My former L.T. Wright Genesis, that is now in the capable hands of an active scoutmaster, proved its worth on a scout river trip.
by Leon Pantenburg
The knives I review must sometimes be sold to pay the operating expenses of this website. There are several that won’t be sold, but one of my keepers now belongs to a hard-working scoutmaster.
The screaming-deal, you-can’t-beat-this, scoutmaster-only bargain price I gave to scoutmaster Matt Banton on my L.T. Wright Genesis came with some provisos. Among them, is that the knife will be used to teach scouts, and that if an interesting story comes up along the way they let me know. After we sorted through my inventory, Matt narrowed his choices down to two: the Battle Horse Knives Feather Stick and the L.T. Wright Genesis.

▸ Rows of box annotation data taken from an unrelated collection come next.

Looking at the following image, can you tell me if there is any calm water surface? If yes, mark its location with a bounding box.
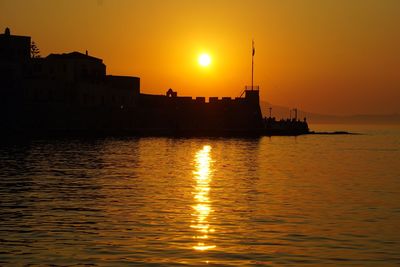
[0,126,400,266]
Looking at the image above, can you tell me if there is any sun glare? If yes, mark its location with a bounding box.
[199,54,211,67]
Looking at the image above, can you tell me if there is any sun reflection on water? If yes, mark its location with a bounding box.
[190,145,215,251]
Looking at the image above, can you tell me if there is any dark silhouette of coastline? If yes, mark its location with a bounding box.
[0,29,309,136]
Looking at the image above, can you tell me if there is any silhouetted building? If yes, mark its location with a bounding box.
[0,29,310,135]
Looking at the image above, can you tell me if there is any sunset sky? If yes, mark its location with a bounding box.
[0,0,400,114]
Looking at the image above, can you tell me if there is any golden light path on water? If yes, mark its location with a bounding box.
[190,145,215,251]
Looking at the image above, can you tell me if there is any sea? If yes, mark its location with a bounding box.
[0,125,400,266]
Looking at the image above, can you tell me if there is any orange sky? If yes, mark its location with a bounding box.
[0,0,400,114]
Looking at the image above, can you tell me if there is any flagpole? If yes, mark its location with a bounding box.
[251,39,256,90]
[251,40,254,90]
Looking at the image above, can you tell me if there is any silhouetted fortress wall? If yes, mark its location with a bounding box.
[138,91,262,135]
[0,30,262,135]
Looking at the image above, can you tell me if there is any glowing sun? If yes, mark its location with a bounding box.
[199,54,211,67]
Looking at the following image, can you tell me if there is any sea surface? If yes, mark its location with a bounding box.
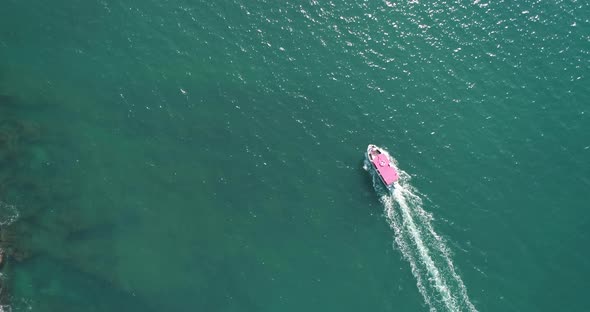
[0,0,590,312]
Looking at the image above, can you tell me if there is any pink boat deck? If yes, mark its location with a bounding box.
[373,154,399,185]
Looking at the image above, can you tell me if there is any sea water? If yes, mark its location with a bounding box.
[0,0,590,311]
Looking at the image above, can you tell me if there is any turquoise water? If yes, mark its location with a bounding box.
[0,0,590,311]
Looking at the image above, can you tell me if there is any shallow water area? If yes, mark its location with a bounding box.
[0,0,590,311]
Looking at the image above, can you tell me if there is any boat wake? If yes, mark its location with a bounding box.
[365,157,477,311]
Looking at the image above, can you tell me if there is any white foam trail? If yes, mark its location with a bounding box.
[365,155,477,312]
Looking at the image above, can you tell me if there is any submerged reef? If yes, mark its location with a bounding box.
[0,94,41,311]
[0,90,155,312]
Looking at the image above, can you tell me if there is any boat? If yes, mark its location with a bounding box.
[367,144,399,187]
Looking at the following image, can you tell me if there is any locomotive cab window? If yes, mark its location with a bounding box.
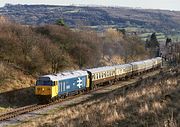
[36,80,54,86]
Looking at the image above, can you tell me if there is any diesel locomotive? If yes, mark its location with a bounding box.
[35,57,162,102]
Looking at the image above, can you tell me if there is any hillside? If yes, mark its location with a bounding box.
[0,4,180,40]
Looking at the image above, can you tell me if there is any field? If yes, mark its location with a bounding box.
[17,68,180,127]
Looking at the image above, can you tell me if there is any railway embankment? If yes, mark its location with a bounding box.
[0,66,180,126]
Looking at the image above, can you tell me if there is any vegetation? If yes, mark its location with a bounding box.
[0,17,148,89]
[17,68,180,127]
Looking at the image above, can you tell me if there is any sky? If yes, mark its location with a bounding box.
[0,0,180,11]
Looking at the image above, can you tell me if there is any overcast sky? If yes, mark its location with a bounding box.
[0,0,180,11]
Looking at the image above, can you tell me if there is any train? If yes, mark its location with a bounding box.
[35,57,162,102]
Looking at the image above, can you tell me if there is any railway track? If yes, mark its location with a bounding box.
[0,67,176,121]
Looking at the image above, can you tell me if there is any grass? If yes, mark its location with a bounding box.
[17,68,180,127]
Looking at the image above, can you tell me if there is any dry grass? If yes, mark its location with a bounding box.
[0,62,35,113]
[17,70,180,127]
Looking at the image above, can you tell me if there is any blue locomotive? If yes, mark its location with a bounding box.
[35,57,162,101]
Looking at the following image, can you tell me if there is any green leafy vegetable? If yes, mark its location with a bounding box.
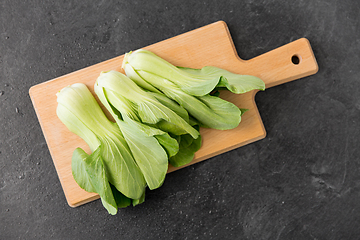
[96,71,199,138]
[178,66,265,94]
[57,83,146,199]
[123,49,219,96]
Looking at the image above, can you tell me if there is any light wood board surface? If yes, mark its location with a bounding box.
[29,21,318,207]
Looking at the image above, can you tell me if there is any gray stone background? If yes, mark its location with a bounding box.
[0,0,360,239]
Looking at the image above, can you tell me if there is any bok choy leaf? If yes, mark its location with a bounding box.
[57,83,146,199]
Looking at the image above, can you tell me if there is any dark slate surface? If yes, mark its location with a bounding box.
[0,0,360,239]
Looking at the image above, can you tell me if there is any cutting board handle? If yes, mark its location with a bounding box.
[239,38,318,88]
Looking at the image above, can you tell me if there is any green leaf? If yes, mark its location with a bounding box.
[72,146,118,215]
[110,184,133,208]
[123,49,220,96]
[180,66,265,94]
[169,131,201,167]
[95,71,199,138]
[71,148,96,193]
[118,120,168,189]
[128,72,241,130]
[57,83,146,199]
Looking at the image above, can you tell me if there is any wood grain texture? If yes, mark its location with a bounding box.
[29,21,318,207]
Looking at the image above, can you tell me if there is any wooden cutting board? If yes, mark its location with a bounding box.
[29,21,318,207]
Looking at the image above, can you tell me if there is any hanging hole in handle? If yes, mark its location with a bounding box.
[291,54,301,65]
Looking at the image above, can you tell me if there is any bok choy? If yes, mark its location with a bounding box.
[122,49,265,130]
[56,83,146,214]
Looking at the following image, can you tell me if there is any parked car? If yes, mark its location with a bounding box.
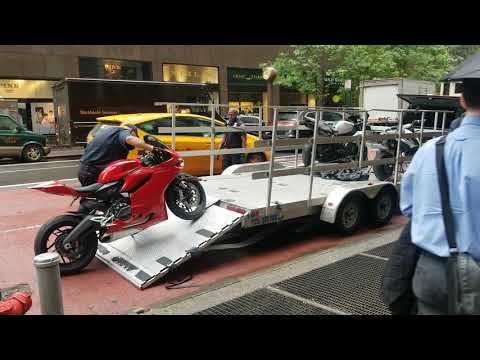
[87,113,270,175]
[397,94,465,130]
[238,115,272,139]
[0,114,50,162]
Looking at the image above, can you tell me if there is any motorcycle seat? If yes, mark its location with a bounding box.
[74,183,103,193]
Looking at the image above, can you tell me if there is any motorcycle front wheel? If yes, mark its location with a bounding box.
[34,215,98,275]
[165,178,207,220]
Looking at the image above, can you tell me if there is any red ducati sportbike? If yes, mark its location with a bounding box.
[31,135,206,275]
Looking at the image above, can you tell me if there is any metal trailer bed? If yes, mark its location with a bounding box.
[96,104,454,289]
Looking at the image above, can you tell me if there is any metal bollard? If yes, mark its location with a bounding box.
[33,253,63,315]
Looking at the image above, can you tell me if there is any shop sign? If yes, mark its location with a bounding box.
[227,68,267,86]
[0,79,56,99]
[163,64,218,84]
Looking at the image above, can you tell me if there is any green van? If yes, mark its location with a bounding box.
[0,114,50,162]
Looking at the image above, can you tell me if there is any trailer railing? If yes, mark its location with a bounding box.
[155,102,453,216]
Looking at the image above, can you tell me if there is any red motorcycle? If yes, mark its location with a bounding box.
[31,135,206,275]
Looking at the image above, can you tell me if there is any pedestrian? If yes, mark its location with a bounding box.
[400,78,480,314]
[78,125,154,186]
[220,108,247,170]
[448,115,463,132]
[381,221,420,315]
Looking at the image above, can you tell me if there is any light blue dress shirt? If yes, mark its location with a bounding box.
[400,115,480,260]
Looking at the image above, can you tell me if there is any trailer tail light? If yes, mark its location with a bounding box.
[225,205,247,215]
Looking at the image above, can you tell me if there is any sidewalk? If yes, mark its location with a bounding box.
[136,226,402,315]
[47,146,84,158]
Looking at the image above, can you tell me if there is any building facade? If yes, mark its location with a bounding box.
[0,45,312,141]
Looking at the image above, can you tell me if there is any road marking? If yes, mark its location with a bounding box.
[0,165,79,175]
[359,253,388,261]
[0,178,78,189]
[266,286,351,315]
[0,159,80,168]
[0,224,42,234]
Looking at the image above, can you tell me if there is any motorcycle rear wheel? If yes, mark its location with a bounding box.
[165,178,207,220]
[34,215,98,275]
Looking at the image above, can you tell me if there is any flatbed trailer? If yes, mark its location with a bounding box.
[92,104,452,289]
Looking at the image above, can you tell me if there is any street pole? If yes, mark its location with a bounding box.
[33,253,63,315]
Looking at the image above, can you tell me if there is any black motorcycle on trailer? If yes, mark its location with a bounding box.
[302,119,370,181]
[368,121,420,181]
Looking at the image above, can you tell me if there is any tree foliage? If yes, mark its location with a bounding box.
[268,45,480,105]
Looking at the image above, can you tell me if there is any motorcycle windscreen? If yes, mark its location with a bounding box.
[29,181,79,197]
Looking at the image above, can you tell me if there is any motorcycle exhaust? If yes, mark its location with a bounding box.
[63,215,101,250]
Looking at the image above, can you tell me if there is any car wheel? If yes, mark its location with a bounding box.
[22,144,44,162]
[335,194,365,235]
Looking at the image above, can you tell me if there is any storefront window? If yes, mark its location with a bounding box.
[78,57,152,81]
[442,83,450,96]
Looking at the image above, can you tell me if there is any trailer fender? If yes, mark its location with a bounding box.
[320,182,397,224]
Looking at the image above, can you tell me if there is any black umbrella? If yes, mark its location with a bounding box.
[443,51,480,81]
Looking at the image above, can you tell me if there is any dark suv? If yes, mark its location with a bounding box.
[0,114,50,162]
[397,94,465,129]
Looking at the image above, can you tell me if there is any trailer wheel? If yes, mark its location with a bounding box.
[335,195,365,235]
[369,187,397,226]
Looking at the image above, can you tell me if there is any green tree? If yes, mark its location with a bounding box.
[448,45,480,66]
[262,45,346,104]
[266,45,458,105]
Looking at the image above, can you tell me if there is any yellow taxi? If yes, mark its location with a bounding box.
[87,113,270,176]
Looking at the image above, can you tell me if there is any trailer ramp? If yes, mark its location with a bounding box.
[96,196,244,289]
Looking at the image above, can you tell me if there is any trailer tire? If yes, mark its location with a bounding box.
[302,144,313,166]
[335,194,365,235]
[368,186,397,227]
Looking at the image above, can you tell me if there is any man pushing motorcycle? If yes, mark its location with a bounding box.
[78,125,155,186]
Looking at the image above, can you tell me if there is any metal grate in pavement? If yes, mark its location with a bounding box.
[195,289,334,315]
[272,255,390,315]
[365,242,396,259]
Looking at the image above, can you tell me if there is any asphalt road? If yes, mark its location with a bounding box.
[0,152,296,191]
[0,159,79,187]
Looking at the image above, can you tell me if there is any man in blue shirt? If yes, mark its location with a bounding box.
[400,79,480,314]
[220,108,247,170]
[78,125,154,186]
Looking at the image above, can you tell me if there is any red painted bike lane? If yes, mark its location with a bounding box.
[0,189,405,314]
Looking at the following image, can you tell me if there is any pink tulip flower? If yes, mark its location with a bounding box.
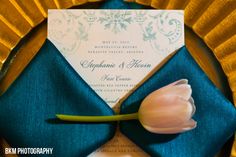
[138,79,197,134]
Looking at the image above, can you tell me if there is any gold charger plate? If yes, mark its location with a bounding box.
[0,0,236,157]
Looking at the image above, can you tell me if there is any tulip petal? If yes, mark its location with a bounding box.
[143,119,197,134]
[148,80,192,100]
[139,95,193,127]
[188,97,196,117]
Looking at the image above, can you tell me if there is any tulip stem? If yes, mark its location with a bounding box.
[56,113,138,122]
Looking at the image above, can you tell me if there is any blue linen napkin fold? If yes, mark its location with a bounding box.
[0,40,116,157]
[120,47,236,157]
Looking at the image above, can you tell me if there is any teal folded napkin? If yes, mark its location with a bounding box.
[0,40,116,157]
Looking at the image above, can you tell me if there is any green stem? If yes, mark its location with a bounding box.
[56,113,138,122]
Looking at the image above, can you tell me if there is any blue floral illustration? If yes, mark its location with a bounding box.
[98,11,132,33]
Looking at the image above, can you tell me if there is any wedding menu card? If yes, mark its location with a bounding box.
[48,9,184,157]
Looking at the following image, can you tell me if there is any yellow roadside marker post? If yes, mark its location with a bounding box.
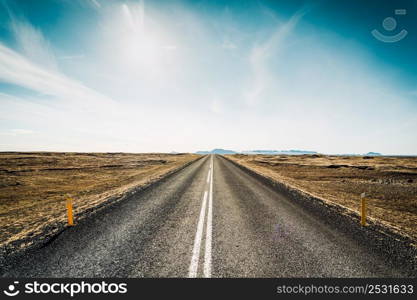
[67,198,74,226]
[361,193,366,226]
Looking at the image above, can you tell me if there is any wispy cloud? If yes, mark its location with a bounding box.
[0,43,111,102]
[245,9,306,106]
[10,14,57,70]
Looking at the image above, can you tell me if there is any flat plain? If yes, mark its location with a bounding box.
[0,152,198,247]
[227,154,417,240]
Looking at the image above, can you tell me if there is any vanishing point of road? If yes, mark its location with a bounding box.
[0,155,403,277]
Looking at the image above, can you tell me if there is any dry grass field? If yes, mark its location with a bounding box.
[227,155,417,240]
[0,152,198,247]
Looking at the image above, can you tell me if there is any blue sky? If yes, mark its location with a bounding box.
[0,0,417,155]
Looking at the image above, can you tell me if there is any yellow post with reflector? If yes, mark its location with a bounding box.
[67,198,74,226]
[361,193,366,226]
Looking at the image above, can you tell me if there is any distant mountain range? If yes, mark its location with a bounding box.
[241,150,317,155]
[196,149,238,154]
[196,149,382,156]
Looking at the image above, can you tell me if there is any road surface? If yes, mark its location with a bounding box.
[0,155,404,277]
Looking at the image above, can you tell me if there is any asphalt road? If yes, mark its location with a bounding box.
[0,155,410,277]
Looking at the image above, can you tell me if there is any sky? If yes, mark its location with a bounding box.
[0,0,417,155]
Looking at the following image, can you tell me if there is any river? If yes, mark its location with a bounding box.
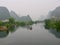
[0,23,60,45]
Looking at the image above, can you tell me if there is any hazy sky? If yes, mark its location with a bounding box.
[0,0,60,20]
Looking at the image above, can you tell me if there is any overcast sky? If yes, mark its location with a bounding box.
[0,0,60,20]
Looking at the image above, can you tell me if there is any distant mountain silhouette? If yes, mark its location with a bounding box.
[20,15,32,22]
[10,11,20,21]
[51,7,60,18]
[0,7,10,20]
[10,11,32,22]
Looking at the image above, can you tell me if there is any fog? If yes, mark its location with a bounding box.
[0,0,60,20]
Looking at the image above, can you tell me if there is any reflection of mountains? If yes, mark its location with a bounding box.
[0,30,9,38]
[49,30,60,38]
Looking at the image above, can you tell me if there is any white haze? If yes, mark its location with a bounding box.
[0,0,60,20]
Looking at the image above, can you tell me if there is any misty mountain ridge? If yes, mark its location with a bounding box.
[0,7,32,22]
[10,11,32,22]
[0,7,11,20]
[48,6,60,19]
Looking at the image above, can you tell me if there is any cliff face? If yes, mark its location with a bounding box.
[0,7,10,20]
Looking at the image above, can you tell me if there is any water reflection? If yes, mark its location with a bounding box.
[45,26,60,38]
[0,30,9,38]
[49,30,60,38]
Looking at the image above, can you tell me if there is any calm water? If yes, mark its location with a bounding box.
[0,23,60,45]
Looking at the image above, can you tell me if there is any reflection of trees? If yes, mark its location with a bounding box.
[0,30,9,38]
[49,30,60,38]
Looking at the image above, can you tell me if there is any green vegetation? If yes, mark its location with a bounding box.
[45,19,60,31]
[0,18,33,32]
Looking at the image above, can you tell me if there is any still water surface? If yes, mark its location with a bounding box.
[0,23,60,45]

This is a note Matt sent me after his Genesis was used to make some backcountry emergency equipment:
Leon, the legend lives on. A few weeks ago, I went on a 42 mile float trip on the Grande Rhonde River in NE Oregon with 14 scouts and scout leaders. We had an excellent time and the trip was amazing. Naturally, I had my Genesis that you sold me the entire time.
Unfortunately, late on day one, my son, an eager Second Class scout, tried to stop our 1,000 lb raft with his 12-year-old legs when we were coming in hot to do an emergency pit stop to help another boat full of scouts in our party. He buggered up his ankle quite badly. Bad enough that I thought he may have broken it or done some serious damage.
Once we made camp, I realized that carrying him around camp the next few days was not going to work for either of us. I had to make him mobile. Even with his injury, we were going to have a good time. (Matt, and most of the adult leaders in the Fremont District scouts, are trained and certified Wilderness First Aid graduates. A WFA certification requires graduating from an intensive 20-hour first aid and emergency response course. A WFA trained adult is required to go on any scout wilderness trip.)
Next thing I did, once dinner was underway, was go to the edge of our camp, pick out some nice green alders and cut them down. This was not without sacrifice as I happened upon a hornet that let me know seven times that I was not welcome near his home.
Once I recovered from the initial pain of the hornet’s nasty reminder, I set to work building Wyatt one of the coolest set of crutches ever seen on the Grande Rhonde. I made sure to use my awesome LT Wright Genesis in full view of all of the scouts as I bushcrafted the crutches. (Here is another excellent Kephart-design knife.)
I was determined to build a useful solution to my son’s woes and boost his mood by helping him get back up and moving around, but I also wanted to show the boys that with the “Wright” tool, you can build anything, anywhere. The boys circled around and watched as the crutches came together over the next few hours. The crutches were lashed tightly with paracord and made so strong that one of our scoutmasters, who weights in around 225 pounds was easily able to take them for a spin.
Two days later, Wyatt had motored around on his crutches long enough to allow his ankle to recover and rest. The damage ended up being minimal and was little more than a bad sprain, but he was back to doing flips on our trampoline within a week.
Thanks again for the knife. I haven’t even looked for another since I bought it from you. It’s the only primary backcountry tool I need and it serves its purpose perfectly.